El proceso de aconsejamiento prematrimonial
El proceso de aconsejamiento pastoral prematrimonial es una fase significativa en la vida de muchas parejas. Requiere, por lo tanto, cuidado y constante preparación de nuestra parte. Además de eso, la Iglesia Metodista, en los Cánones (2002, pag.278), establece que es deber pastoral “instruir, según las normas establecidas, a los novios para el rito del matrimonio y para los deberes de la vida conyugal”. Esa importante tarea pastoral es, igualmente, factor de contribución para que las vidas del novio y de la novia y, también, de la propia pastora o el propio pastor sean enriquecidas al reflexionar y dialogar sobre la fe cristiana y su relación con los distintos aspectos envueltos en el casamiento.
Este artículo pretende poner en consideración una ruta básica para las sesiones de preparación para el casamiento. Las líneas de reflexión que se siguen no intentan indicar prescripciones, o un modelo único e inflexible. La intención es indicar un campo amplio, dinámico, de referencias pertinentes a un núcleo común, relativamente constante, del contexto del casamiento en diferentes culturas. Estos asuntos deben desdoblarse en otros aspectos, de acuerdo con las necesidades de la pareja y de las circunstancias que los llevan a optar por el casamiento. De este modo, las pautas que se siguen no cubren todas las situaciones y no son normativas.

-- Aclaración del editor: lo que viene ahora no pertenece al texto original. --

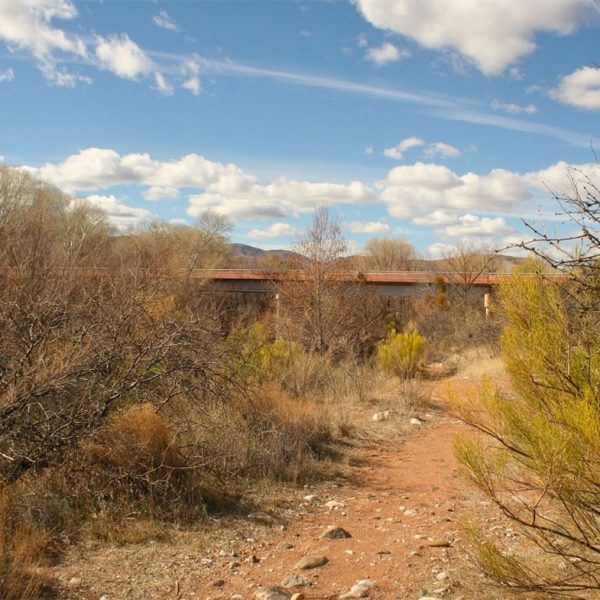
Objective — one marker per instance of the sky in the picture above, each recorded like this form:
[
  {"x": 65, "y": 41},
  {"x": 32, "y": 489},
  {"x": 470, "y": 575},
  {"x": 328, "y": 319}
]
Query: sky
[{"x": 442, "y": 122}]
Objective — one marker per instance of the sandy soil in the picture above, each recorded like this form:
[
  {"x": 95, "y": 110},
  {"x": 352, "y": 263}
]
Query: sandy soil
[{"x": 402, "y": 506}]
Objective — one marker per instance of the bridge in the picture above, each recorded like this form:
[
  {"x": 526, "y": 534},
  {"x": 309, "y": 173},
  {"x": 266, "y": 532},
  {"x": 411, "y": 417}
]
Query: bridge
[{"x": 404, "y": 283}]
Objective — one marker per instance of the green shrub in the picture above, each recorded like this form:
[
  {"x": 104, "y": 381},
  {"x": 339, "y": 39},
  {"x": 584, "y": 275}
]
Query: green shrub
[{"x": 400, "y": 353}]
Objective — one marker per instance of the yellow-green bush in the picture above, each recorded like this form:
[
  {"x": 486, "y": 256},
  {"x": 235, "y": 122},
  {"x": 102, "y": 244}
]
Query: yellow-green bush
[{"x": 401, "y": 352}]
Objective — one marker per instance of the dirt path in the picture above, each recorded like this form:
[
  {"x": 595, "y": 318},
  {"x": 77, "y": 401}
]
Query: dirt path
[{"x": 401, "y": 507}]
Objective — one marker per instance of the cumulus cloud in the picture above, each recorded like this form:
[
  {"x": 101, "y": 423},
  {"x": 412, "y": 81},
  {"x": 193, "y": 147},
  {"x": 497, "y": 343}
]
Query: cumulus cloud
[
  {"x": 273, "y": 231},
  {"x": 581, "y": 89},
  {"x": 417, "y": 190},
  {"x": 7, "y": 75},
  {"x": 123, "y": 57},
  {"x": 277, "y": 199},
  {"x": 442, "y": 149},
  {"x": 385, "y": 54},
  {"x": 158, "y": 192},
  {"x": 30, "y": 26},
  {"x": 492, "y": 34},
  {"x": 474, "y": 226},
  {"x": 120, "y": 215},
  {"x": 513, "y": 109},
  {"x": 397, "y": 152},
  {"x": 431, "y": 150},
  {"x": 367, "y": 227},
  {"x": 163, "y": 20},
  {"x": 225, "y": 187}
]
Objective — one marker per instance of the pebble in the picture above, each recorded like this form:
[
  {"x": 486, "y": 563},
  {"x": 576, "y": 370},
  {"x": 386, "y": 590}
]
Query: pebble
[
  {"x": 272, "y": 593},
  {"x": 311, "y": 498},
  {"x": 359, "y": 590},
  {"x": 294, "y": 581},
  {"x": 311, "y": 562},
  {"x": 335, "y": 533}
]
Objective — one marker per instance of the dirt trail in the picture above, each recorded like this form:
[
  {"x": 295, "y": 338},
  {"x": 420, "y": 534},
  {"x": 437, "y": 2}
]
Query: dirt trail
[{"x": 401, "y": 507}]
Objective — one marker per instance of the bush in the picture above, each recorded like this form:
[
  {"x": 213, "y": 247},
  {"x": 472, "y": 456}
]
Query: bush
[
  {"x": 401, "y": 353},
  {"x": 539, "y": 459}
]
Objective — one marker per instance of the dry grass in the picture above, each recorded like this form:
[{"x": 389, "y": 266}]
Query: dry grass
[
  {"x": 20, "y": 550},
  {"x": 480, "y": 362}
]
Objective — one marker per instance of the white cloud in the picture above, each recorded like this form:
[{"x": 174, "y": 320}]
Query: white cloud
[
  {"x": 474, "y": 226},
  {"x": 99, "y": 168},
  {"x": 581, "y": 89},
  {"x": 385, "y": 54},
  {"x": 513, "y": 109},
  {"x": 226, "y": 188},
  {"x": 441, "y": 149},
  {"x": 431, "y": 150},
  {"x": 436, "y": 218},
  {"x": 123, "y": 57},
  {"x": 397, "y": 152},
  {"x": 163, "y": 20},
  {"x": 280, "y": 198},
  {"x": 120, "y": 215},
  {"x": 158, "y": 192},
  {"x": 493, "y": 34},
  {"x": 273, "y": 231},
  {"x": 367, "y": 227},
  {"x": 7, "y": 75},
  {"x": 417, "y": 190}
]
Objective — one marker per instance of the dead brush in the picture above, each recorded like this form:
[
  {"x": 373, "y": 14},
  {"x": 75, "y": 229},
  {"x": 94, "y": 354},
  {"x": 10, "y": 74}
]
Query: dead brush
[
  {"x": 137, "y": 464},
  {"x": 20, "y": 550}
]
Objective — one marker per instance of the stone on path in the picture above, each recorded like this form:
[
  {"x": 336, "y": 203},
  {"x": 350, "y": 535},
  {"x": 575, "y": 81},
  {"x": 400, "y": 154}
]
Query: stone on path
[
  {"x": 359, "y": 590},
  {"x": 272, "y": 593},
  {"x": 335, "y": 533},
  {"x": 294, "y": 581},
  {"x": 311, "y": 562}
]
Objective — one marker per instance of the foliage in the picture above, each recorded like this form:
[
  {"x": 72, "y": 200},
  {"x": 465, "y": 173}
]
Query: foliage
[
  {"x": 540, "y": 463},
  {"x": 401, "y": 352}
]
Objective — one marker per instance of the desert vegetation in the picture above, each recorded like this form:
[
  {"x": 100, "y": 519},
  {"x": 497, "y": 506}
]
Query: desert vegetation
[
  {"x": 536, "y": 452},
  {"x": 135, "y": 396}
]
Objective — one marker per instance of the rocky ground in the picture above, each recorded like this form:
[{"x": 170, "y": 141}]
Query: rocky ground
[{"x": 391, "y": 530}]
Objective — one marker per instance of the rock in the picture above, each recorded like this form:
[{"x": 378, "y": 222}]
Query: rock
[
  {"x": 439, "y": 544},
  {"x": 335, "y": 533},
  {"x": 380, "y": 416},
  {"x": 272, "y": 593},
  {"x": 359, "y": 590},
  {"x": 311, "y": 562},
  {"x": 262, "y": 518},
  {"x": 294, "y": 581}
]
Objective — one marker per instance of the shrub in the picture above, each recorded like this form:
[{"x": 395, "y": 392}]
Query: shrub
[
  {"x": 539, "y": 459},
  {"x": 401, "y": 353}
]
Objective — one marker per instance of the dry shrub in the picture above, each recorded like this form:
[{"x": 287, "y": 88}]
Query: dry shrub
[
  {"x": 20, "y": 551},
  {"x": 135, "y": 455}
]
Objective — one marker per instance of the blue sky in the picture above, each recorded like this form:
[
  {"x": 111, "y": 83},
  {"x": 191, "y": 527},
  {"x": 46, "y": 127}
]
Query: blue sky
[{"x": 439, "y": 121}]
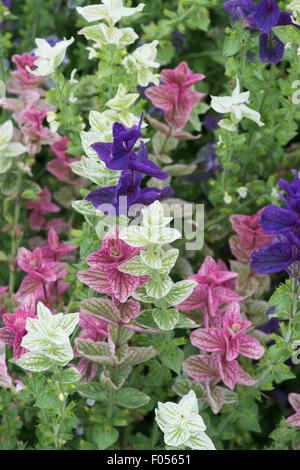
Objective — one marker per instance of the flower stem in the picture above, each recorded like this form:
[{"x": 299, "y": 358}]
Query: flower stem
[
  {"x": 153, "y": 435},
  {"x": 15, "y": 235}
]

¿Cuáles serían los objetivos principales de este proceso?
1. Ayudar a la pareja a reconocer, a nivel afectivo y cognitivo, el valor y el significado cristiano y humano del casamiento.
2. Identificar las áreas que, frecuentemente, son fuentes de dificultades, tensiones y conflictos en la relación de las parejas.
3. Motivar a la pareja a desenvolver acontecimientos y medios para enfrentarse, de manera equilibrada y realista, con situaciones de crisis.